La paura dell’uomo nero

Ogni giorno il Pus, Partito Unico della Stampa, pubblica in forma di articolo, vignetta, commento e servizio televisivo a firma variabile, il seguente tormentone: Salvini, la Lega e i populisti associati campano sulla paura, soffiano sul fuoco della paura, mietono voti nel nome della paura. Non hanno torto, i signori del Pus, ma vorrei completare il loro pensiero, riportandolo alla realtà intera e non solo a una parte.

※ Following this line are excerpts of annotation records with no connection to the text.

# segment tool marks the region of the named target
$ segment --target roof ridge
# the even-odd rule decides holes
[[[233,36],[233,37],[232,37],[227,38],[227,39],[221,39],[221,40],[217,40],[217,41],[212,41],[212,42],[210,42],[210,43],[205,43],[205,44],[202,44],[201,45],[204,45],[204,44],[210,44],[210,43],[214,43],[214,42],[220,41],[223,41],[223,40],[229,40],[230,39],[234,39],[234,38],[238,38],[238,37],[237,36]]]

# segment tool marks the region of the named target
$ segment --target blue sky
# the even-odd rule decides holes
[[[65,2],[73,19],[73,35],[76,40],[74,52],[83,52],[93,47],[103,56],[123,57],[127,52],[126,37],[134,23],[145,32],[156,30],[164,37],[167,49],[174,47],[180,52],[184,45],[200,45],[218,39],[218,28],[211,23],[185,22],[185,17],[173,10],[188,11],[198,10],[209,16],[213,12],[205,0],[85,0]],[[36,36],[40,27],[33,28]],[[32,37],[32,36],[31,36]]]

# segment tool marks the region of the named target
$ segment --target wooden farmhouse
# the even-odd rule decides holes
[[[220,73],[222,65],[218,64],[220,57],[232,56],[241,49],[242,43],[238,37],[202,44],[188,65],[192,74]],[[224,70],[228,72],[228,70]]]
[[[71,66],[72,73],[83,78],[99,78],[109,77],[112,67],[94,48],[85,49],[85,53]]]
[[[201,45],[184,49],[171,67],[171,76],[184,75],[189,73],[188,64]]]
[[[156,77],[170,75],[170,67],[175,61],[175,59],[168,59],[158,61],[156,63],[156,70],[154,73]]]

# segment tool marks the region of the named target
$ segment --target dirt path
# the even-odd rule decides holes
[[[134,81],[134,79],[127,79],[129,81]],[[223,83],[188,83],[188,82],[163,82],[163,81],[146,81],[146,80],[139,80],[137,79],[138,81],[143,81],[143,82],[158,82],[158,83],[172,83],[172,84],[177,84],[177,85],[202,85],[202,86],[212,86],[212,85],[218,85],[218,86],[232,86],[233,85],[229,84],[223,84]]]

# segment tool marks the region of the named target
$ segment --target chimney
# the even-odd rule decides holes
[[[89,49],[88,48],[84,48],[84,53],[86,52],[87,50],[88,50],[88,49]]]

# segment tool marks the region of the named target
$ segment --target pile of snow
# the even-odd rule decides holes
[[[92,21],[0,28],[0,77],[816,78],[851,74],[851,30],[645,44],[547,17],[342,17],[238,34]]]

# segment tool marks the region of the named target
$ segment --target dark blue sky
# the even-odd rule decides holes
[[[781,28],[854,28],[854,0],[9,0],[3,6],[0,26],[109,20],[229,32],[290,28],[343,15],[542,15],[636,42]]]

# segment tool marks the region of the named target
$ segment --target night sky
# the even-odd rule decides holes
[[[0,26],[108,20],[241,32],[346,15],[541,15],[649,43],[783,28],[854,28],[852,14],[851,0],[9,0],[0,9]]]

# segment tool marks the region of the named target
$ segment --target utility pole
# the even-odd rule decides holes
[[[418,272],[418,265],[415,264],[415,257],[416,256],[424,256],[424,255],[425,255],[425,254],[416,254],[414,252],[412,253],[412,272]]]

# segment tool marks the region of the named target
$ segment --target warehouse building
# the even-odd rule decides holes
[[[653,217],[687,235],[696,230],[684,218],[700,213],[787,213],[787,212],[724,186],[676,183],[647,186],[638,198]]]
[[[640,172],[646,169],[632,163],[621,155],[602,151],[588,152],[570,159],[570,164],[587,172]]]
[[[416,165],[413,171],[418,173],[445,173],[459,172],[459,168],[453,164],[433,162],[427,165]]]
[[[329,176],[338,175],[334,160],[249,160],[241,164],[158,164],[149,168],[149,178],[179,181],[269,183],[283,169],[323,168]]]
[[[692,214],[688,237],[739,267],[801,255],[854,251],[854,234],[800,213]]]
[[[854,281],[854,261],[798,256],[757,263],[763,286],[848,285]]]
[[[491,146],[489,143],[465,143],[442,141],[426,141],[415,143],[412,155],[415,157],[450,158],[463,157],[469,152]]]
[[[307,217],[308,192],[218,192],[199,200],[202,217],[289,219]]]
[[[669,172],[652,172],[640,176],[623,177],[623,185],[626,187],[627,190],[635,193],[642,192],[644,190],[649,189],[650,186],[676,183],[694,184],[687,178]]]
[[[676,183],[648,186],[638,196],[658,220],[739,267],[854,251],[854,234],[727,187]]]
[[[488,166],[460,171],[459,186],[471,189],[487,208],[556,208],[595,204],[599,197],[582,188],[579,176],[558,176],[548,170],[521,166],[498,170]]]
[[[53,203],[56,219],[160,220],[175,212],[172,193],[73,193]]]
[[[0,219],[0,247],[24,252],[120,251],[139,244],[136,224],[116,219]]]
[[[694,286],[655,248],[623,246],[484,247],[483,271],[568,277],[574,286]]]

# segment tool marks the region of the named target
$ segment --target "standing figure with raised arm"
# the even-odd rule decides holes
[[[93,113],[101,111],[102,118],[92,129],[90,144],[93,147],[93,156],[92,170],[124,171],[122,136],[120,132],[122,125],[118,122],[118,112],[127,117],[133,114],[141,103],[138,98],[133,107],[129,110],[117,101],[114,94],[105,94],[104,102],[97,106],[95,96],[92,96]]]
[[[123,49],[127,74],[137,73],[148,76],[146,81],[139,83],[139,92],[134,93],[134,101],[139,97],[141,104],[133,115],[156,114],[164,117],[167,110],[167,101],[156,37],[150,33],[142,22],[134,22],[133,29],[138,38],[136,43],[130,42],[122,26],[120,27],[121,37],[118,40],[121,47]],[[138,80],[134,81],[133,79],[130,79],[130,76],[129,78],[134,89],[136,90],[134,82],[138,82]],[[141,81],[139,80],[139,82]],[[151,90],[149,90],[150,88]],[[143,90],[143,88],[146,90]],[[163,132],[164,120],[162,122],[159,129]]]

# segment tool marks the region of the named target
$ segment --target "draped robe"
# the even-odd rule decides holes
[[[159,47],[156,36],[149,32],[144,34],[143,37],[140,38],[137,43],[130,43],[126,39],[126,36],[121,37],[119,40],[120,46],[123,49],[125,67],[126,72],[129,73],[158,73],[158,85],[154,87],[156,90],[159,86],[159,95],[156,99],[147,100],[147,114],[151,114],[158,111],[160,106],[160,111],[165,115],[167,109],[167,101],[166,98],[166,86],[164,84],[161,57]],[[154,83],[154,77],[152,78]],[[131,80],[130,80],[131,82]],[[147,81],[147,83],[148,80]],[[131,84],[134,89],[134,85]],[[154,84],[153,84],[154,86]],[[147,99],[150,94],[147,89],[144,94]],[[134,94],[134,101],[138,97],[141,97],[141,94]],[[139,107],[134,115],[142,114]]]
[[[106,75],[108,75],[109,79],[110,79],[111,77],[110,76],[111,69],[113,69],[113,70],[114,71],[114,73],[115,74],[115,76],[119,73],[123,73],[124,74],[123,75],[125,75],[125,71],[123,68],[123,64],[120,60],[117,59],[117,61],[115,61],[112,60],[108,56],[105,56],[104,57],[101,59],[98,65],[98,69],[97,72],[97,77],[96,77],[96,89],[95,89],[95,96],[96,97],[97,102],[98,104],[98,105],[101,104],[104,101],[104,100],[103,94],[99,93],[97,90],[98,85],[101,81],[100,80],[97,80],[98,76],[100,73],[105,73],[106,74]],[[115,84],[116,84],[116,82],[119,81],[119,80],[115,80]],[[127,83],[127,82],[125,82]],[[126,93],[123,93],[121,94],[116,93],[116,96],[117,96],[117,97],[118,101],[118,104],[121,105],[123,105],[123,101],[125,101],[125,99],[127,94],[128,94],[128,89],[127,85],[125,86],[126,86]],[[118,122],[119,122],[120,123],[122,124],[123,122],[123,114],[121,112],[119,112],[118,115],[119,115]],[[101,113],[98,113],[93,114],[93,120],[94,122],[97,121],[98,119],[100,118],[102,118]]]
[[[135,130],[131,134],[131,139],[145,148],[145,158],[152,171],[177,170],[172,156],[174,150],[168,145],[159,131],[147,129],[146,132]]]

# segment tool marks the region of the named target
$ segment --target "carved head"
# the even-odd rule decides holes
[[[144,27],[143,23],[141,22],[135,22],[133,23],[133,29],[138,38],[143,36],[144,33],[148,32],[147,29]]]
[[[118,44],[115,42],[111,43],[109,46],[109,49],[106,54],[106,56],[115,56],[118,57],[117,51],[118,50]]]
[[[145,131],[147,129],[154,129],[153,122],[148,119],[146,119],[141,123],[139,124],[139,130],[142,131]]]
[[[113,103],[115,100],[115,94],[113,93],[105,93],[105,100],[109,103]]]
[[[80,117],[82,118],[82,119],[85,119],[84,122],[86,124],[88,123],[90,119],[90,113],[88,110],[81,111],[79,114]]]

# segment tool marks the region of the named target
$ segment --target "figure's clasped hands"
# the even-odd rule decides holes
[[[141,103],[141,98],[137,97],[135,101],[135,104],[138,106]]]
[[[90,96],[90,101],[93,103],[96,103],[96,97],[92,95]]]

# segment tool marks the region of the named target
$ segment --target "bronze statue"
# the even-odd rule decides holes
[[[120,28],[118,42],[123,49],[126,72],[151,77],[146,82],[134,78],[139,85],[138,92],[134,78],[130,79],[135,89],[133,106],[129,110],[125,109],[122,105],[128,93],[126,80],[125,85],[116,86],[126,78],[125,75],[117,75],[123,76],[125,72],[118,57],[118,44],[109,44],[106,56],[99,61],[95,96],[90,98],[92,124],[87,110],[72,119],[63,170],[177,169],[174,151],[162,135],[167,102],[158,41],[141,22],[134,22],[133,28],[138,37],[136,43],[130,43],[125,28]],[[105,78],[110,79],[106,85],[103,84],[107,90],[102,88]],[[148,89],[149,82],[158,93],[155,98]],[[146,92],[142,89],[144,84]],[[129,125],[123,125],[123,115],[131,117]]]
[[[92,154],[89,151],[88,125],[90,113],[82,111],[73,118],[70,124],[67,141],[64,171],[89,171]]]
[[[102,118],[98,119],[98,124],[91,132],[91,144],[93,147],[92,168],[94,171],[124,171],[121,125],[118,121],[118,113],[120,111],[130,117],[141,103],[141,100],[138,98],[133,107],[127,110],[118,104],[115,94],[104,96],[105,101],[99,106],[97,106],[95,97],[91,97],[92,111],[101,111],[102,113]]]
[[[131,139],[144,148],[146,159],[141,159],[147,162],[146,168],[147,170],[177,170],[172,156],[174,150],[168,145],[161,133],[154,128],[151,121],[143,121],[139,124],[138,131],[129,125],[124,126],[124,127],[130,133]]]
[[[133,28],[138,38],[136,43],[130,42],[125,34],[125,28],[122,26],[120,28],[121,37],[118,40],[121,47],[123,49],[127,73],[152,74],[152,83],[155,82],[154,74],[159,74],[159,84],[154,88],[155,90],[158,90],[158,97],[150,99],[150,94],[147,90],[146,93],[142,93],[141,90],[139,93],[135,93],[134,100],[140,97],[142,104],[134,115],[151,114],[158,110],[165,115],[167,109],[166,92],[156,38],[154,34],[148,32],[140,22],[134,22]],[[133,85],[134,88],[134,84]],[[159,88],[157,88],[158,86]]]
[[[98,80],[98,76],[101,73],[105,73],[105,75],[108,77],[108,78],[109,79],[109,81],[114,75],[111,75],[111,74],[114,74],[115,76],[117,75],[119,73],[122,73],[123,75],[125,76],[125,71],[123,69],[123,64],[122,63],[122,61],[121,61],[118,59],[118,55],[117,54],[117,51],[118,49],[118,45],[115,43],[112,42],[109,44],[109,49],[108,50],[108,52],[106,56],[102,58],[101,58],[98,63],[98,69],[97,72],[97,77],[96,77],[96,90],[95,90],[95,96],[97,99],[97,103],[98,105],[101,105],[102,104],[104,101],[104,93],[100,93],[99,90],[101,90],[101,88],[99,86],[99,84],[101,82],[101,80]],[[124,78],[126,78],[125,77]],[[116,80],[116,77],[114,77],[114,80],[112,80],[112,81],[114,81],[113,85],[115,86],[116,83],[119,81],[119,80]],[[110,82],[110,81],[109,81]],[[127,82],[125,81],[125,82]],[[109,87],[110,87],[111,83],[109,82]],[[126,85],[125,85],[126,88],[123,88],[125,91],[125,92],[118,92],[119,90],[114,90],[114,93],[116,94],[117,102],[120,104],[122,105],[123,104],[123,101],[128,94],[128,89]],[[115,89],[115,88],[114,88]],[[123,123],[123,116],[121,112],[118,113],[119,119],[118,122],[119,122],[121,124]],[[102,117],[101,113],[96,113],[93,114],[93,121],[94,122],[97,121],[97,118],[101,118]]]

La politica italiana è da tempo appaltata agli imprenditori della paura, che alimentano e gestiscono la paura antica e infantile dell’Uomo Nero. Ma sull’Uomo nero, gli impresari della paura si dividono in due ditte principali: per gli uni l’Uomo Nero è il migrante, e dunque il rom, il fuorilegge, il delinquente; per gli altri l’Uomo Nero è il nazista, il fascista, il razzista, che ci vuol portare fuori dalla democrazia, dalla modernità, dall’Europa. Entrambi sul pericolo dell’Uomo Nero in agguato allestiscono le loro campagne.

Le prime sono molto rudimentali e dirette, le seconde sono molto articolate e multimediali, dal cinema ai tg, dai giornali ai libri, dai programmi tv alle delibere comunali, dalle scuole di ogni ordine e grado. L’unica differenza tra l’Uomo nero dei primi e l’Uomo nero dei secondi è che il primo non sarà minaccioso e criminale come viene descritto dagli impresari della paura ma è vivo e reale, e sbarca davvero sulle nostre coste nei nostri giorni e si vede ogni giorno nelle nostre strade. L’uomo nero dei secondi invece fu sconfitto e ucciso più di 70 anni fa, dunque è un cadavere, un fantasma, una storia del passato remoto che viene rilanciata ogni giorno come se fosse attuale, allo scopo di spaventare la gente. Forse è per questa differenza tra un vivo e un morto che la gente presta poi più attenzione al primo Uomo Nero che al secondo; il primo lo incontra ogni giorno dal vivo, mentre l’altro deve figurarselo con la memoria e i racconti che gli vengono somministrati.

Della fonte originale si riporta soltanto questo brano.